I saw this article today about rebooting a frozen system without having to hit the power button, which looks like it might be useful. We do have this happen once in a while - usually for no readily apparent reason, and since I tend to go by the “once is an anomaly, twice in quick succession is time to investigate” rule, I confess I don’t look too hard.

Also very useful today was step-by-step guide to installing IRAF on Debian (literally tells you exactly what to type). IRAF is an astronomy program, so this information is probably of use to a very small subset of people, but still. I have found it a PITA to install, partly because it insists on belonging to its own user rather than root.

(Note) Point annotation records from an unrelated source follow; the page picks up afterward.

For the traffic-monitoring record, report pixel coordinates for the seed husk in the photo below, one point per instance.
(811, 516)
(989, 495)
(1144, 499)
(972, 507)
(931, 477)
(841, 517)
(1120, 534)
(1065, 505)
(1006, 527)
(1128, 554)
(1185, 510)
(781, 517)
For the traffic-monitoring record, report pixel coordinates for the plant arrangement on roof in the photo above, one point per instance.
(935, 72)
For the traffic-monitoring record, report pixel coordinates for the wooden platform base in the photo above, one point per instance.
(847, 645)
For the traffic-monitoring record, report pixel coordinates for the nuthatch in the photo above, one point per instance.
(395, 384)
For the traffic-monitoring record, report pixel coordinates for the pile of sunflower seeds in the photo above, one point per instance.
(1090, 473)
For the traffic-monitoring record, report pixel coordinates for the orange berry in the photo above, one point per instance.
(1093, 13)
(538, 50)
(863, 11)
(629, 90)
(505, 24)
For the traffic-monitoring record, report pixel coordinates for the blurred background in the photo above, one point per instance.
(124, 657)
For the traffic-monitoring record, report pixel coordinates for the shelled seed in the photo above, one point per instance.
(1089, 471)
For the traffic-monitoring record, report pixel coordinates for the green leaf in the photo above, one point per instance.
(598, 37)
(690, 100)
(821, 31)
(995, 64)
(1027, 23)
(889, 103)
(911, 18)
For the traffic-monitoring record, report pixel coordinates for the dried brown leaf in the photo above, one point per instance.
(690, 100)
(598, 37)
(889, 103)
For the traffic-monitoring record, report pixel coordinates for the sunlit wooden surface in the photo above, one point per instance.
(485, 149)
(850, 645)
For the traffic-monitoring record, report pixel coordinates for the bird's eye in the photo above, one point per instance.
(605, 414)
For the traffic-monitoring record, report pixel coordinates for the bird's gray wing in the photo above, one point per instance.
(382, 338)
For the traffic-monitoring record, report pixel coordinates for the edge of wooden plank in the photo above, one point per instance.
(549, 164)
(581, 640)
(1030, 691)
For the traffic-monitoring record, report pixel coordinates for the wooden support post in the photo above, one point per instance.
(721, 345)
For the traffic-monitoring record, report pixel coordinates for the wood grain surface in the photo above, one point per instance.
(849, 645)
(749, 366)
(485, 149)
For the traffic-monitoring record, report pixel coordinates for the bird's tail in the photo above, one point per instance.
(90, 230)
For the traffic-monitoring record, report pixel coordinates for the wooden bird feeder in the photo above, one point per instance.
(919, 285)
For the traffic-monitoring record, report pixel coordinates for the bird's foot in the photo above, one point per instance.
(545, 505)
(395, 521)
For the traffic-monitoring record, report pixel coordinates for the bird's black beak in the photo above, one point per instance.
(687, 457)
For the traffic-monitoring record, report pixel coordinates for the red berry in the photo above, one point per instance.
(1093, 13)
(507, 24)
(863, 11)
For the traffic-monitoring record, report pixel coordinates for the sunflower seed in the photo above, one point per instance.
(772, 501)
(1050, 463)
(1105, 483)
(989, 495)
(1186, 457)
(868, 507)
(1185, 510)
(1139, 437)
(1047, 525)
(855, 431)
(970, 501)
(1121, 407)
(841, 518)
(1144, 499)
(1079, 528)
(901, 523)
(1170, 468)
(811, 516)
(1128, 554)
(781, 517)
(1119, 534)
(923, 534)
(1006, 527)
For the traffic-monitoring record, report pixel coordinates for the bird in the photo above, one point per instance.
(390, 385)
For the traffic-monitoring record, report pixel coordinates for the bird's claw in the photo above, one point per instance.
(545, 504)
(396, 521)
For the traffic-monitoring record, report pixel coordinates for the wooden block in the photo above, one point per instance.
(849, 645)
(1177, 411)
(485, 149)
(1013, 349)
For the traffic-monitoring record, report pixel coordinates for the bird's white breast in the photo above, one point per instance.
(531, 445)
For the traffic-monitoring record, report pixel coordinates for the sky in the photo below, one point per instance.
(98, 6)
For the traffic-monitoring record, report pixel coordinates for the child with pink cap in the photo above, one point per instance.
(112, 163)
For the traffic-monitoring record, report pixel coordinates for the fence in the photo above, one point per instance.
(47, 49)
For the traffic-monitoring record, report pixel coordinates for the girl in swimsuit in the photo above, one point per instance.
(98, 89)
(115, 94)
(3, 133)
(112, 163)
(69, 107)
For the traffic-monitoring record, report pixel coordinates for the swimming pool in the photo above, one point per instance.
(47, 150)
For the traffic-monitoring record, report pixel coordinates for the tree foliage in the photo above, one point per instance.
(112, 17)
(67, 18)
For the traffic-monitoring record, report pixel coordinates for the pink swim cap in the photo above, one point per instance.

This install (of the latest beta) went very smoothly, although I haven’t heard back from the requesting user yet.

Finally, a note on RAID5. A fortnight ago two drives on my RAID5 array failed (I was out of the office at the time & can’t find anything in the logs to indicate why). Much beeping ensued, drive appeared dead (suspicion was that the hotspare had failed partway through the rebuild, i.e. all data would be lost). The very competent support engineer managed to fix it after several hours (the old drives resurrected themselves; neither of us have any idea why), and I’ve now replaced both faulty drives and done the required rebuilds.

However: it reminded me of concerns I’ve had in the past about the reliability of SATA drives, and the deceptive appearance of redundancy that RAID5 has. Whilst in theory you can lose up to two drives and still not lose your data, in practice a) drives may tend to fail around the same time, and b) the thrashing caused by a rebuild may be enough to trigger failure in another drive (in which case you lose data).

I’m not sure if there are any much better alternatives, though; I guess the lesson is ALWAYS BACK UP. (Yes, I did have backups, even if I didn’t need them in the end!)